From: "Serge E. Hallyn" <serge@hallyn.com>
To: "Eric W. Biederman" <ebiederm@xmission.com>
Cc: "Serge E. Hallyn" <serge@hallyn.com>,
Aristeu Rozanski <aris@ruivo.org>,
Neil Horman <nhorman@tuxdriver.com>,
"Serge E. Hallyn" <serue@us.ibm.com>,
containers@lists.linux-foundation.org,
linux-kernel@vger.kernel.org, Michal Hocko <mhocko@suse.cz>,
Thomas Graf <tgraf@suug.ch>, Paul Mackerras <paulus@samba.org>,
"Aneesh Kumar K.V" <aneesh.kumar@linux.vnet.ibm.com>,
Arnaldo Carvalho de Melo <acme@ghostprotocols.net>,
Johannes Weiner <hannes@cmpxchg.org>, Tejun Heo <tj@kernel.org>,
cgroups@vger.kernel.org, Paul Turner <pjt@google.com>,
Ingo Molnar <mingo@redhat.com>
Subject: Re: Controlling devices and device namespaces
Date: Sat, 15 Sep 2012 22:05:20 +0000 [thread overview]
Message-ID: <20120915220520.GA11364@mail.hallyn.com> (raw)
In-Reply-To: <87wqzv7i08.fsf_-_@xmission.com>
Quoting Eric W. Biederman (ebiederm@xmission.com):
> "Serge E. Hallyn" <serge@hallyn.com> writes:
>
> > Quoting Aristeu Rozanski (aris@ruivo.org):
> >> Tejun,
> >> On Thu, Sep 13, 2012 at 01:58:27PM -0700, Tejun Heo wrote:
> >> > memcg can be handled by memcg people and I can handle cgroup_freezer
> >> > and others with help from the authors. The problematic one is
> >> > blkio. If anyone is interested in working on blkio, please be my
> >> > guest. Vivek?

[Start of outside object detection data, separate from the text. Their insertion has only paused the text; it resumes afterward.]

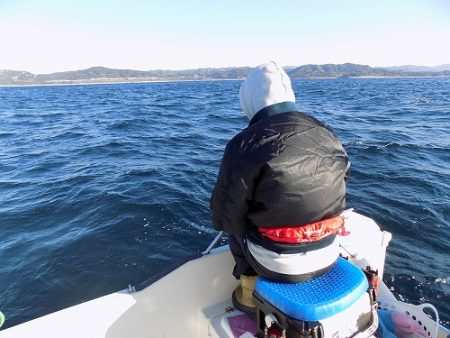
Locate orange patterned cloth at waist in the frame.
[258,216,348,244]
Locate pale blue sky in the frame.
[0,0,450,73]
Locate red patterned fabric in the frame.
[258,216,348,244]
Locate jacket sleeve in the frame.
[210,140,254,234]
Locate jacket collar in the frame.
[248,101,297,126]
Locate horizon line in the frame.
[0,62,450,75]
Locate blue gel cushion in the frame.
[255,257,369,321]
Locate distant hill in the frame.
[288,63,398,79]
[0,63,450,85]
[386,64,450,72]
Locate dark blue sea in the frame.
[0,78,450,327]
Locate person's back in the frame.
[211,62,349,316]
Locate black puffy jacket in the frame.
[210,105,350,234]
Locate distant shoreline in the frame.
[0,63,450,87]
[0,75,450,88]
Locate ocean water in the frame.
[0,78,450,327]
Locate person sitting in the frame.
[210,62,350,314]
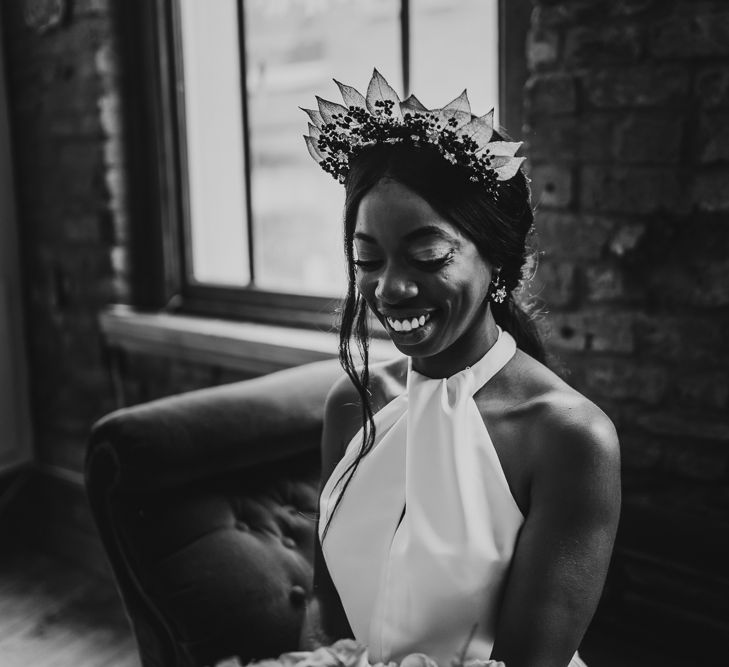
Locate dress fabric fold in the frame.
[319,329,578,667]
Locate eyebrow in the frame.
[354,225,458,245]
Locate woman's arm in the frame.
[300,376,361,650]
[492,402,620,667]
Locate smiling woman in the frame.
[304,71,620,667]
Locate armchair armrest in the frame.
[86,360,341,492]
[86,360,341,667]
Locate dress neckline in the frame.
[407,325,516,393]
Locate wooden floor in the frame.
[0,540,140,667]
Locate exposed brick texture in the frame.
[525,0,729,648]
[0,0,272,486]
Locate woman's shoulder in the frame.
[326,357,407,414]
[506,353,620,480]
[322,357,407,474]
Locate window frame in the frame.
[115,0,531,330]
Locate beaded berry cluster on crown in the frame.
[303,70,525,198]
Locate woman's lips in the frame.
[383,311,433,343]
[385,313,430,333]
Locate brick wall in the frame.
[2,1,120,471]
[525,0,729,648]
[2,0,247,478]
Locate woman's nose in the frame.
[375,271,418,305]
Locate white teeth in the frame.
[387,313,430,331]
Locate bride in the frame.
[302,71,620,667]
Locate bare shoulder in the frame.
[505,352,620,476]
[510,355,620,495]
[322,358,407,474]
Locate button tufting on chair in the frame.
[289,586,306,607]
[281,537,296,549]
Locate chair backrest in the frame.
[86,361,341,667]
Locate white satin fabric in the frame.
[319,329,584,667]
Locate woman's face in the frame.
[354,180,493,374]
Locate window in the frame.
[119,0,529,326]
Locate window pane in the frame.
[247,0,402,296]
[179,0,250,285]
[410,0,500,124]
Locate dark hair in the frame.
[324,138,545,535]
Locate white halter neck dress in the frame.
[319,330,581,667]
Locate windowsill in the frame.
[99,305,400,374]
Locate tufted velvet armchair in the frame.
[86,360,341,667]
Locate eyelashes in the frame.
[354,250,455,272]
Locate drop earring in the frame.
[491,266,506,303]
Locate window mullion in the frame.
[238,0,256,286]
[400,0,410,97]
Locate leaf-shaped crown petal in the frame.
[334,79,367,109]
[302,69,525,198]
[434,90,471,129]
[316,95,347,129]
[299,107,324,129]
[400,95,428,115]
[367,69,402,118]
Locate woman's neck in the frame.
[412,308,499,378]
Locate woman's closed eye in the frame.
[354,250,455,271]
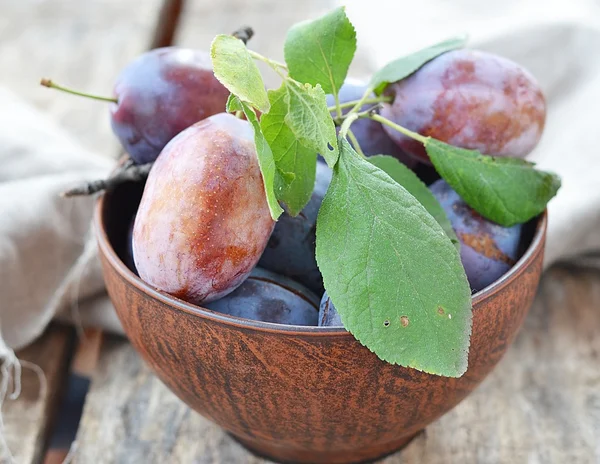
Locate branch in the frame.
[62,160,154,197]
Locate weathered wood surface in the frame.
[75,268,600,464]
[175,0,370,88]
[0,326,74,464]
[0,0,164,464]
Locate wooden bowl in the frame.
[95,181,547,464]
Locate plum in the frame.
[110,47,229,164]
[319,292,343,327]
[204,268,319,326]
[429,179,522,292]
[258,163,331,295]
[133,113,275,304]
[381,49,546,162]
[327,78,418,168]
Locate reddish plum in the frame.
[429,179,522,292]
[204,268,319,326]
[111,47,229,164]
[133,113,275,304]
[381,50,546,161]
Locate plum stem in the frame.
[368,111,428,145]
[348,128,366,158]
[62,159,154,197]
[327,95,392,112]
[40,79,119,103]
[231,26,254,44]
[340,113,358,137]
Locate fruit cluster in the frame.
[49,9,559,375]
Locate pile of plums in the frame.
[111,47,546,327]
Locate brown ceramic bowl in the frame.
[95,181,546,463]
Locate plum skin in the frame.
[110,47,229,164]
[327,78,417,168]
[204,268,319,326]
[381,49,546,162]
[429,179,523,292]
[258,163,332,295]
[133,113,275,304]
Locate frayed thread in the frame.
[0,337,48,464]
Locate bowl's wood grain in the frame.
[96,184,546,463]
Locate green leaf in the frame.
[260,83,317,216]
[285,80,338,167]
[225,93,242,113]
[231,96,283,221]
[368,155,460,248]
[316,139,472,377]
[425,138,561,227]
[284,7,356,94]
[210,34,269,113]
[369,37,467,95]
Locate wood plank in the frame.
[0,0,166,463]
[0,0,162,156]
[77,269,600,464]
[0,325,74,464]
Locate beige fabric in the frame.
[0,0,600,349]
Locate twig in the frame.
[62,160,154,197]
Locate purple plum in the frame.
[319,292,343,327]
[204,268,319,326]
[111,47,229,164]
[133,113,275,304]
[429,179,522,292]
[381,49,546,162]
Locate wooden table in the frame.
[0,0,600,464]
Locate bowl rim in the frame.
[93,193,548,339]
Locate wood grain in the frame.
[0,0,162,156]
[0,325,74,464]
[76,268,600,464]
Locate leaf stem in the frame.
[340,113,358,137]
[368,113,429,145]
[40,79,119,103]
[348,128,366,158]
[333,92,342,119]
[327,95,393,111]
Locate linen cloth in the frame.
[0,0,600,359]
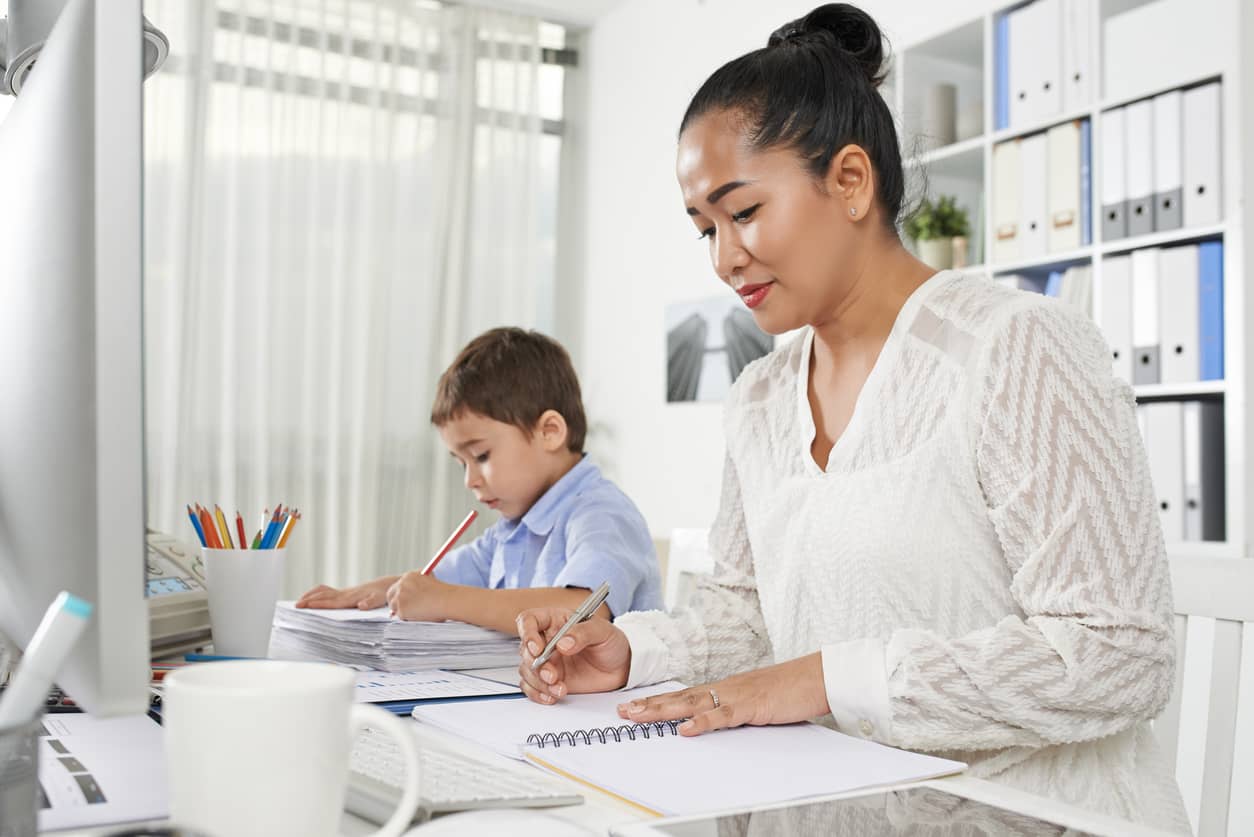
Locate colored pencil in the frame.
[187,506,208,546]
[213,503,234,550]
[423,508,479,576]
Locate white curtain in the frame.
[144,0,553,595]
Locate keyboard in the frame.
[346,729,583,823]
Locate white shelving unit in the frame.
[885,0,1254,557]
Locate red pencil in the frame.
[423,508,479,576]
[197,503,222,550]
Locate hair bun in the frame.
[766,3,887,88]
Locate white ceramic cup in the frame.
[202,547,283,658]
[162,660,419,837]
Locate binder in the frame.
[1183,82,1224,227]
[1028,0,1062,119]
[1046,120,1081,252]
[1159,245,1201,384]
[1020,134,1050,259]
[1080,119,1093,245]
[1124,99,1154,236]
[1132,247,1161,385]
[993,139,1023,262]
[1198,241,1224,380]
[993,14,1011,131]
[1183,400,1226,541]
[1006,3,1036,127]
[1145,402,1185,543]
[1101,108,1127,241]
[1060,0,1095,112]
[1099,256,1132,383]
[1150,90,1184,231]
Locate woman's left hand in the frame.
[618,654,828,735]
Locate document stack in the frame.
[270,601,518,671]
[1101,82,1223,241]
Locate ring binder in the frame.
[527,720,683,749]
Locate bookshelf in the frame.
[884,0,1254,558]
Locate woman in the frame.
[519,4,1188,831]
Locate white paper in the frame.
[39,713,169,831]
[270,601,518,671]
[525,724,966,816]
[413,683,683,759]
[352,670,523,703]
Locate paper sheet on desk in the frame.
[413,681,683,759]
[39,714,169,831]
[525,724,967,816]
[270,601,518,671]
[352,670,523,703]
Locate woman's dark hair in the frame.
[680,3,905,230]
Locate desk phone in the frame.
[144,530,211,660]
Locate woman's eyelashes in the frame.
[697,203,762,241]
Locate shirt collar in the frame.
[519,454,601,535]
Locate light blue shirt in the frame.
[434,457,662,616]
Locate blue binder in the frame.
[993,14,1011,131]
[1198,241,1224,380]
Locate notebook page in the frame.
[525,724,966,816]
[413,681,683,759]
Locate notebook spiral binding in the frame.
[527,720,683,748]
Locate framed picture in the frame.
[666,292,775,403]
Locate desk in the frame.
[44,722,1165,837]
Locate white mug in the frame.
[162,660,419,837]
[202,547,286,658]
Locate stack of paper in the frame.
[270,601,518,671]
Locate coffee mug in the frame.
[162,660,419,837]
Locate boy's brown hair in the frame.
[431,328,588,453]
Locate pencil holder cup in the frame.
[202,547,283,656]
[0,718,43,837]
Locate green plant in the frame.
[905,195,971,241]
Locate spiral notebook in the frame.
[414,683,967,816]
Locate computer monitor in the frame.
[0,0,148,715]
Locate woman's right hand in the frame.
[296,576,400,610]
[517,607,631,704]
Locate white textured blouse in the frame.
[616,271,1188,831]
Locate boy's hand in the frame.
[296,576,398,610]
[518,607,631,704]
[387,572,449,622]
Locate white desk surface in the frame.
[43,722,1164,837]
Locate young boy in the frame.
[296,329,662,634]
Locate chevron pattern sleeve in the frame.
[614,457,772,686]
[884,305,1175,750]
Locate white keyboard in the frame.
[347,729,583,823]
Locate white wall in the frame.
[568,0,1002,535]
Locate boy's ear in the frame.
[534,410,569,453]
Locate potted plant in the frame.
[905,195,971,270]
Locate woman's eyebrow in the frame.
[688,181,752,215]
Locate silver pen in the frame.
[532,581,609,671]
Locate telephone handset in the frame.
[144,530,211,660]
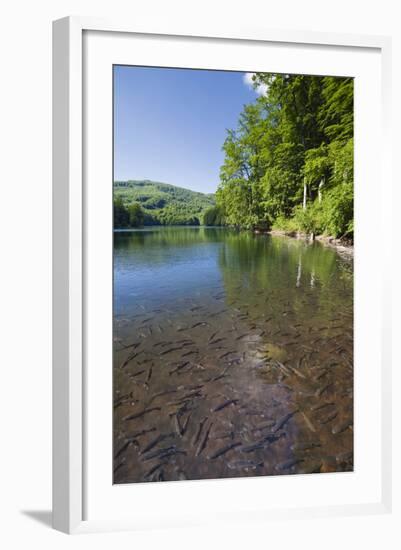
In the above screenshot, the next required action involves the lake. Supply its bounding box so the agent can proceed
[113,227,353,483]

Glauber?
> >>
> >> if Serge is not planning to do it already, I can take a look in device_cgroup.
> >
> > That's fine with me, thanks.
> >
> >> also, heard about the desire of having a device namespace instead with
> >> support for translation ("sda" -> "sdf"). If anyone see immediate use for
> >> this please let me know.
> >
> > Before going down this road, I'd like to discuss this with at least you,
> > me, and Eric Biederman (cc:d) as to how it relates to a device
> > namespace.
>
>
> The problem with devices.
>
> - An unrestricted mknod gives you access to effectively any device in
> the system.
>
> - During process migration if the device number changes using
> stat to file descriptors can fail on the same file descriptor.
>
> - Devices coming from prexisting filesystems that we mount
> as unprivileged users are as dangerous as mknod but show
> that the problem is not limited to mknod.
>
> - udev thinks mknod is a system call we can remove from the kernel.
Also,
- udevadm trigger --action=add
causes all the devices known on the host to be re-sent to
everyone (all namespaces). Which floods everyone and causes the
host to reset some devices.
> ---
>
> The use cases seem comparitively simple to enumerate.
>
> - Giving unfiltered access to a device to someone not root.
>
> - Virtual devices that everyone uses and have no real privilege
> requirements: /dev/null /dev/tty /dev/zero etc.
>
> - Dynamically created devices /dev/loopN /dev/tun /dev/macvtapN,
> nbd, iscsi, /dev/ptsN, etc
and
- per-namespace uevent filtering.
> ---
>
> There are a couple of solution to these problems.
>
> - The classic solution of creating a /dev for a container
> before starting it.
>
> - The devpts filesystem. This works well for unprivileged access
> to ptys. Except for the /dev/ptmx sillines I very like how
> things are handled today with devpts.
>
> - Device control groups. I am not quite certain what to make
> of them. The only case I see where they are better than
> a prebuilt static dev is if there is a hotppluged device
> that I want to push into my container.
>
> I think the only problem with device control groups and
> hierarchies is that removing a device from a whitelist
> does not recurse down the hierarchy.
That's going to be fixed soon thanks to Aristeu :)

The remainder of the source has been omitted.